Ces investissements plus lourds, notamment dans l'acquisition et la construction de multiplex, mais aussi plus prudents, s'accompagnent d'une véritable zizanie sociale dans le monde des acteurs, entre les partisans des droits acquis (Ed Asner, Paul Newman, Burt Lancaster, Kirk Douglas...) et d'autres, peu désireux d'accroître le rôle politique de leur syndicat dans les rapports de force prévalant à Hollywood, et en particulier vis-à-vis des producteurs (Charlton Heston, Tom Selleck, Clint Eastwood, James Stewart...).
S'élabore alors un cinéma authentiquement « reaganien », en ce sens qu'il perpétue directement ou non les valeurs défendues publiquement par ce Président. Son héros est un personnage hostile au monde urbain, seul ou traumatisé, inaccessible à la modernité pour lui préférer des valeurs plus traditionnelles telles que la virilité masculine, allergique aux sournois déchirements bureaucratiques de l'administration, mais amené à défendre l'Amérique face à un péril extérieur que l'armée ou la police, empêtrées dans la paperasserie et les obscurs concepts juridiques, peine à conjurer.
Fait significatif, ce personnage est généralement issu de l'étranger : Stallone est d'ascendance italienne, Schwarzenegger d'origine autrichienne, Van Damme est parti de sa Belgique natale... Bruce Willis lui-même est, dans "Piège de cristal", un « étranger » venu de New York pour débarquer dans une Californie qui le laisse, dès son arrivée, plus que perplexe !
Mais parce qu'il faut exorciser le cauchemar du déclin précédent, parce que le combat pour l'Amérique passe par une phase de rédemption proche du christianisme, ce héros doit connaître une terrible phase de souffrance physique pour mieux renaître et, conséquence de la maxime nietzschéenne selon laquelle "ce qui ne te tue pas te rend plus fort", sera à même d'exterminer ses ennemis.
Yoda avait donné le ton : « Désapprends ce que tu as appris ! » Schwarzenegger, dans "Predator", abandonne la technologie pour se fondre dans la jungle et affronter le tueur extra-terrestre sur son propre terrain, et Stallone recourt à la même stratégie contre son ennemi soviétique dans "Rocky IV" (film plus complexe et moins manichéen qu'il n'y paraît), allant jusqu'à s'entraîner en Russie pour l'affronter à Moscou. Dans ce contexte, la culture physique, ou le culte du corps musclé, bodybuildé, loin de répondre à une intention mercantile ("Tout dans les biscotos, rien dans la tête !"), sert à revaloriser l'image masculine après la « dégénérescence » des années Carter.
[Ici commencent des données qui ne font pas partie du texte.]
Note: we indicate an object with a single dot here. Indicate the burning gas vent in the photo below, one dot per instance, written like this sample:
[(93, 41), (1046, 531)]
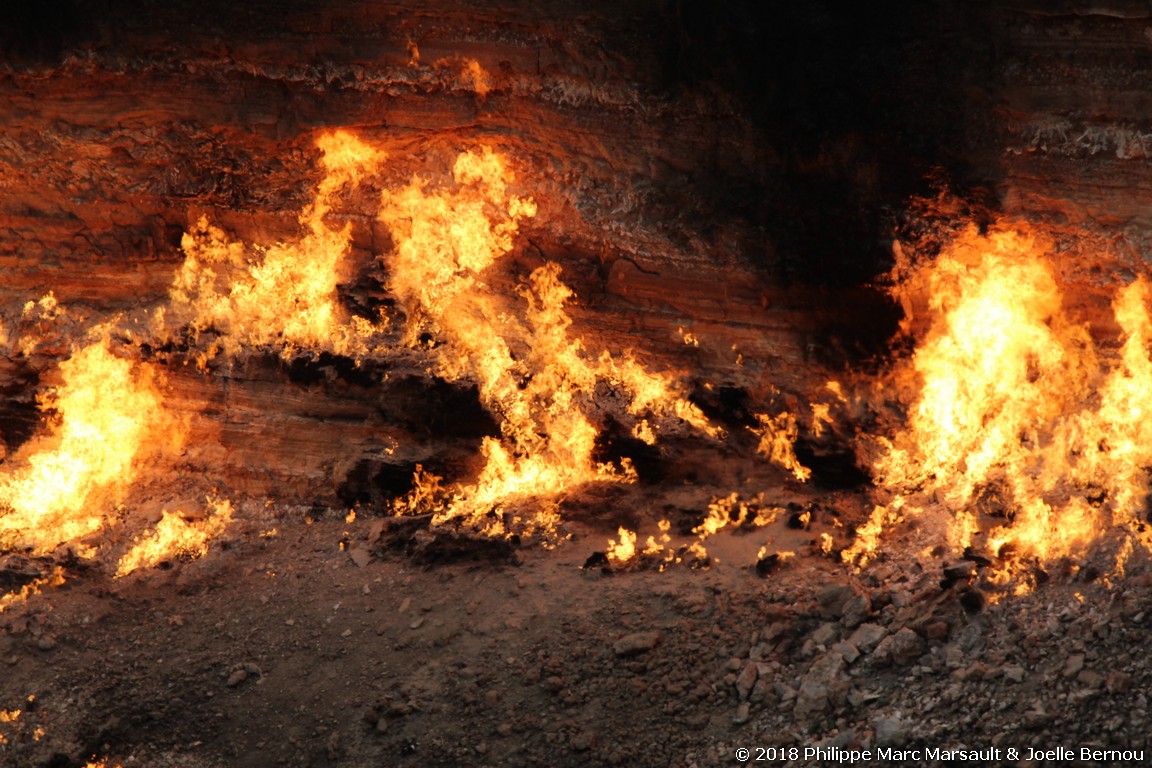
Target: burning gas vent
[(657, 383)]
Pour daté que puisse apparaître le concept de nos jours, il n'en a pas moins été utile à la mythologie reaganienne d'un retour à la force brute.
Difficile de résumer ce recueil d'articles aussi passionnants les uns que les autres, mais force est de constater que si l'objectif était de déterminer une cohérence à la si méprisée filmographie américaine des années 80, le résultat a été incontestablement accompli. Le livre permet ainsi de mieux appréhender le cinéma d'aujourd'hui, et ses implications politiques, culturelles, médiatiques - tant il est vrai que le 7ème art n'est autre que le reflet de notre société.